In 1535, at the Diet of Smalcald, it was agreed that new members entering the Smalcald League should promise “to provide for such teaching and preaching as was in harmony with the Word of God and the pure teaching of our [Augsburg] Confession.” According to the Pomeranian Church Order, which Bugenhagen drew up in 1535, pastors were pledged to the Augsburg Confession and the Apology thereof. Capito, Bucer, and all others who took part in the Wittenberg Concord of 1536, promised, over their signatures, “to believe and to teach in all articles according to the Confession and the Apology.” (Corpus Reformatorum, opp.

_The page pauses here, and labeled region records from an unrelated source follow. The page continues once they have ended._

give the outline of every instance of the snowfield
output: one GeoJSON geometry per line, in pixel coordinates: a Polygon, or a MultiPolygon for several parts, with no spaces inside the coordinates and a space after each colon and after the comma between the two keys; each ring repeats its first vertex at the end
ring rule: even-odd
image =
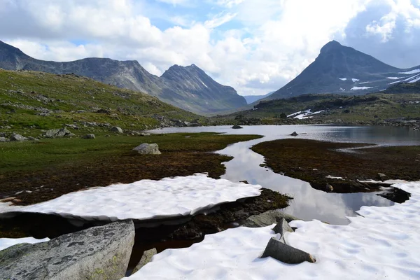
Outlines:
{"type": "Polygon", "coordinates": [[[35,243],[45,242],[47,241],[50,241],[50,239],[44,238],[43,239],[36,239],[34,237],[0,238],[0,251],[21,243],[30,243],[34,244],[35,243]]]}
{"type": "Polygon", "coordinates": [[[92,188],[29,206],[3,202],[0,214],[44,213],[88,220],[164,218],[193,215],[220,203],[258,196],[261,188],[197,174],[92,188]]]}
{"type": "Polygon", "coordinates": [[[311,253],[316,262],[287,265],[258,258],[273,225],[241,227],[190,248],[168,249],[130,277],[136,279],[419,279],[420,181],[393,185],[412,194],[389,207],[363,206],[347,225],[295,220],[286,243],[311,253]]]}

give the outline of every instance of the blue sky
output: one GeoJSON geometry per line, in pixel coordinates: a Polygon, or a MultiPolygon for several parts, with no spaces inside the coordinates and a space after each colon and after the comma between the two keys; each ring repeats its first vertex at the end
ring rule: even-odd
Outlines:
{"type": "Polygon", "coordinates": [[[420,64],[420,0],[0,0],[0,40],[41,59],[192,63],[242,95],[276,90],[335,39],[420,64]]]}

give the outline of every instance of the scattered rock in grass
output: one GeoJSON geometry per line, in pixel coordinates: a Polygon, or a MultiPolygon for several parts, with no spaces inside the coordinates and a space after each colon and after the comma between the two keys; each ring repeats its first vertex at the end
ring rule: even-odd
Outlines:
{"type": "Polygon", "coordinates": [[[122,133],[123,132],[121,127],[112,127],[111,128],[111,131],[113,132],[116,132],[116,133],[122,133]]]}
{"type": "Polygon", "coordinates": [[[133,149],[141,155],[160,155],[162,153],[159,150],[159,146],[154,143],[149,144],[143,143],[133,149]]]}
{"type": "Polygon", "coordinates": [[[248,227],[266,227],[280,222],[282,218],[284,218],[288,223],[294,220],[298,220],[296,217],[281,213],[279,211],[270,210],[259,215],[250,216],[245,220],[244,225],[248,227]]]}
{"type": "Polygon", "coordinates": [[[86,134],[83,136],[84,139],[94,139],[94,134],[86,134]]]}
{"type": "Polygon", "coordinates": [[[74,136],[66,128],[60,128],[56,130],[50,130],[46,132],[45,136],[46,138],[57,138],[57,137],[64,137],[74,136]]]}
{"type": "Polygon", "coordinates": [[[315,262],[315,258],[309,253],[285,244],[272,237],[261,258],[272,257],[281,262],[298,264],[303,262],[315,262]]]}
{"type": "Polygon", "coordinates": [[[10,141],[22,141],[25,140],[27,140],[25,137],[22,136],[20,134],[16,134],[15,133],[13,133],[10,136],[10,141]]]}
{"type": "Polygon", "coordinates": [[[156,248],[145,251],[144,253],[143,253],[141,258],[140,259],[140,262],[139,262],[139,264],[137,264],[137,265],[136,265],[136,267],[134,267],[134,269],[133,270],[132,274],[134,274],[134,273],[137,272],[139,270],[140,270],[141,267],[150,262],[150,260],[152,260],[152,258],[153,257],[153,255],[156,255],[158,251],[156,250],[156,248]]]}
{"type": "Polygon", "coordinates": [[[125,275],[134,235],[129,220],[15,245],[0,252],[0,279],[119,280],[125,275]]]}

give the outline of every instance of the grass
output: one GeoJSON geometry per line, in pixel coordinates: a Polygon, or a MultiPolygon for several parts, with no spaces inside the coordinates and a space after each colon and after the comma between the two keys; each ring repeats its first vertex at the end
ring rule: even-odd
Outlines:
{"type": "MultiPolygon", "coordinates": [[[[0,126],[7,132],[36,136],[41,130],[59,128],[81,122],[109,123],[125,130],[158,127],[166,120],[206,118],[165,104],[150,95],[106,85],[76,75],[0,69],[0,126]],[[99,109],[105,113],[96,113],[99,109]],[[49,111],[50,115],[39,115],[49,111]]],[[[72,132],[106,132],[108,129],[85,127],[72,132]]]]}
{"type": "Polygon", "coordinates": [[[0,144],[0,197],[13,196],[15,204],[27,204],[115,183],[199,172],[209,172],[211,177],[218,178],[225,172],[220,163],[231,158],[209,152],[259,137],[180,133],[3,143],[0,144]],[[144,142],[157,143],[162,154],[139,155],[131,150],[144,142]],[[15,195],[20,191],[23,192],[15,195]]]}

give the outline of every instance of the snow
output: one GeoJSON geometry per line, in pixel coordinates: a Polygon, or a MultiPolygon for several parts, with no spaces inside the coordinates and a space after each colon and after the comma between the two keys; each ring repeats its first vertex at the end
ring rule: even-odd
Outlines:
{"type": "Polygon", "coordinates": [[[206,85],[206,84],[204,83],[203,83],[202,80],[200,80],[200,82],[202,82],[202,83],[203,84],[203,85],[206,88],[209,88],[208,86],[206,85]]]}
{"type": "Polygon", "coordinates": [[[0,213],[34,212],[112,221],[193,215],[223,202],[260,195],[261,186],[214,179],[206,174],[141,180],[71,192],[29,206],[0,203],[0,213]]]}
{"type": "Polygon", "coordinates": [[[414,69],[414,70],[409,71],[408,72],[398,72],[399,74],[406,74],[406,75],[415,74],[416,73],[420,73],[420,69],[414,69]]]}
{"type": "Polygon", "coordinates": [[[412,194],[389,207],[363,206],[347,225],[294,220],[287,244],[316,262],[260,259],[273,225],[241,227],[206,235],[190,248],[167,249],[124,279],[419,279],[420,181],[393,185],[412,194]]]}
{"type": "Polygon", "coordinates": [[[373,87],[353,87],[350,90],[369,90],[373,87]]]}
{"type": "Polygon", "coordinates": [[[45,242],[49,240],[49,238],[44,238],[43,239],[36,239],[34,237],[0,238],[0,251],[4,250],[5,248],[10,247],[13,245],[20,244],[21,243],[30,243],[33,244],[35,243],[45,242]]]}
{"type": "Polygon", "coordinates": [[[288,115],[287,117],[291,117],[293,115],[295,115],[295,117],[293,117],[293,118],[298,118],[299,120],[304,120],[305,118],[312,118],[313,115],[316,115],[320,113],[323,112],[325,110],[321,110],[321,111],[318,111],[316,112],[314,112],[312,113],[311,111],[311,109],[309,110],[306,110],[306,111],[300,111],[299,112],[296,112],[296,113],[293,113],[291,115],[288,115]]]}

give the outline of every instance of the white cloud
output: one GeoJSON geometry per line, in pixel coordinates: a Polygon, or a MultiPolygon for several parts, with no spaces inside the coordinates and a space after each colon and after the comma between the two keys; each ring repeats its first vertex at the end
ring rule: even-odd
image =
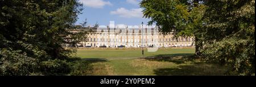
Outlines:
{"type": "Polygon", "coordinates": [[[131,3],[133,5],[138,5],[139,4],[139,2],[138,2],[137,0],[126,0],[126,2],[129,3],[131,3]]]}
{"type": "Polygon", "coordinates": [[[132,9],[127,10],[123,7],[118,8],[116,11],[111,11],[111,14],[118,15],[120,17],[130,18],[142,18],[142,9],[132,9]]]}
{"type": "Polygon", "coordinates": [[[104,1],[104,0],[80,0],[80,1],[86,7],[97,9],[103,8],[105,5],[112,5],[109,1],[104,1]]]}

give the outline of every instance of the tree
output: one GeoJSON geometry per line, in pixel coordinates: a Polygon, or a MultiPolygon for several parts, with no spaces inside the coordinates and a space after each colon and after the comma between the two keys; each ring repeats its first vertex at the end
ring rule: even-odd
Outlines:
{"type": "Polygon", "coordinates": [[[203,55],[210,61],[232,65],[230,71],[240,75],[255,75],[255,1],[205,2],[203,55]]]}
{"type": "Polygon", "coordinates": [[[77,0],[0,1],[0,75],[63,75],[85,35],[69,32],[82,10],[77,0]]]}
{"type": "Polygon", "coordinates": [[[141,7],[144,17],[150,18],[148,24],[155,23],[164,35],[174,32],[175,36],[195,36],[196,54],[203,47],[200,40],[201,18],[205,6],[199,0],[143,0],[141,7]]]}

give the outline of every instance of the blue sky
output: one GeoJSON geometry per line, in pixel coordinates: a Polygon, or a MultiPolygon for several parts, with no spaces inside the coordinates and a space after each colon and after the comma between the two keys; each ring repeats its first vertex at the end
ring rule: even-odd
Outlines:
{"type": "Polygon", "coordinates": [[[138,5],[141,0],[79,0],[84,5],[82,14],[79,15],[76,23],[79,24],[87,19],[87,25],[98,22],[100,25],[108,26],[109,21],[115,24],[139,25],[148,19],[142,18],[143,15],[138,5]]]}

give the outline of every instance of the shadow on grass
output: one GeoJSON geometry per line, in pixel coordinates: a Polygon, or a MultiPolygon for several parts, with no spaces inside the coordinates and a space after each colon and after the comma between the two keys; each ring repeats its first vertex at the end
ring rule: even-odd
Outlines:
{"type": "Polygon", "coordinates": [[[167,55],[158,55],[153,57],[143,57],[150,61],[168,61],[177,64],[185,63],[187,61],[195,61],[193,53],[175,53],[167,55]]]}
{"type": "Polygon", "coordinates": [[[218,65],[201,63],[180,65],[177,68],[159,68],[154,72],[158,76],[220,76],[225,75],[227,69],[218,65]]]}
{"type": "Polygon", "coordinates": [[[88,63],[92,64],[97,62],[108,62],[108,60],[106,59],[102,58],[84,58],[81,59],[82,61],[86,61],[88,63]]]}

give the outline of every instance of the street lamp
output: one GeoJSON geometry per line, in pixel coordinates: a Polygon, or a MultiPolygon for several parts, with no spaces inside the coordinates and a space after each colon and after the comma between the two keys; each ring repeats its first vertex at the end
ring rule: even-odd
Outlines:
{"type": "Polygon", "coordinates": [[[143,40],[143,22],[141,23],[142,25],[142,55],[144,55],[144,40],[143,40]]]}

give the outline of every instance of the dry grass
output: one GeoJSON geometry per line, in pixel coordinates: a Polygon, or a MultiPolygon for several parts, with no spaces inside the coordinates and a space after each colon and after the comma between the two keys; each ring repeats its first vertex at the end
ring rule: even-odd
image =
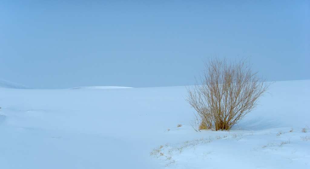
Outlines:
{"type": "Polygon", "coordinates": [[[200,118],[199,129],[229,130],[255,109],[272,83],[254,72],[246,60],[214,57],[205,62],[201,85],[188,89],[186,99],[200,118]]]}

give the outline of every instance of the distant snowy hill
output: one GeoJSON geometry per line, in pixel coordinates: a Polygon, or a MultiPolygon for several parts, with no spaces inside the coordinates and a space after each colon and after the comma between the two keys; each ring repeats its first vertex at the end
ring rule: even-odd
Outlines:
{"type": "Polygon", "coordinates": [[[70,88],[69,89],[125,89],[132,88],[121,86],[85,86],[70,88]]]}
{"type": "Polygon", "coordinates": [[[31,89],[32,88],[23,84],[0,79],[0,88],[9,88],[20,89],[31,89]]]}

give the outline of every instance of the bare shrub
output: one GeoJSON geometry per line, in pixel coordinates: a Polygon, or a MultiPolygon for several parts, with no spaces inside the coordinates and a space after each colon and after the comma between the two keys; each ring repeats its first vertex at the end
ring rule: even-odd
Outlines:
{"type": "Polygon", "coordinates": [[[186,100],[200,117],[199,129],[229,130],[256,108],[257,99],[272,83],[254,72],[247,59],[228,61],[215,57],[204,63],[201,84],[195,77],[186,100]]]}

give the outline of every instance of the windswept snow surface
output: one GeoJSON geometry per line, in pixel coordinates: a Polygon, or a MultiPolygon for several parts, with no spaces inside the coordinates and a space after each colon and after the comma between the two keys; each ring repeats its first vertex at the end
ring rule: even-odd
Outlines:
{"type": "Polygon", "coordinates": [[[0,88],[9,88],[21,89],[31,89],[23,84],[2,79],[0,79],[0,88]]]}
{"type": "Polygon", "coordinates": [[[70,88],[70,89],[125,89],[132,88],[121,86],[84,86],[70,88]]]}
{"type": "Polygon", "coordinates": [[[196,132],[184,86],[0,89],[0,166],[309,168],[310,80],[268,91],[232,130],[196,132]]]}

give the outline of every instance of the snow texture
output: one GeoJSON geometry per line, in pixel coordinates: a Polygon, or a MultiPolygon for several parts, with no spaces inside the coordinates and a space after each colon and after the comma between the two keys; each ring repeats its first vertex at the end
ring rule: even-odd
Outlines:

Melanthonis, 3, 76.) In 1540, at Goettingen, John Wigand promised to accept the Augsburg Confession and its Apology, and to abide by them all his life. “And,” he continued, “if I should be found to do otherwise or be convicted of teaching and confessing contrary to such Confession and Apology, then let me, by this signature, be condemned and deposed from this divine ministry. This do I swear; so help me God.” Also at Goettingen, Veit Pfluimacher vowed, in 1541, that he would preach the Gospel in its truth and purity according to the Augsburg Confession and the contents of the postils of Anton Corvinus. He added: “Should I be found to do otherwise and not living up to what has been set forth above, then shall I by such act have deposed myself from office. This do I swear; so help me God.”

In 1550 and 1552, Andrew Osiander attacked the oath of confession which was in vogue at Wittenberg, claiming it to be “an entanglement in oath-bound duties after the manner of the Papists.” “What else,” said he, “does this oath accomplish than to sever those who swear it from the Holy Scriptures and bind them to Philip’s doctrine? Parents may therefore well consider what they do by sending their sons to Wittenberg to become Masters and Doctors. Money is there taken from them, and they are made Masters and Doctors. But while the parents think that their son is an excellent man, well versed in the Scriptures and able to silence enthusiasts and heretics, he is, in reality, a poor captive, entangled and embarrassed by oath-bound duties. For he has abjured the Word of God and has taken an oath on Philip’s doctrine.” Replying to this fanatical charge in 1553, Melanchthon emphasized the fact that the doctrinal pledges demanded at Wittenberg had been introduced, chiefly by Luther, for the purpose of “maintaining the true doctrine.” “For,” said Melanchthon, “many enthusiasts were roaming about at that time, each, in turn, spreading new silly nonsense, e. g., the Anabaptists, Servetus, Campanus, Schwenckfeld, and others. And such tormenting spirits are not lacking at any time (Et non desunt tales furiae ullo tempore).” A doctrinal pledge, Melanchthon furthermore explained, was necessary “in order correctly to acknowledge God and call upon Him to preserve harmony in the Church and to bridle the audacity of such as invent new doctrines.” (C. B. 12, 5.)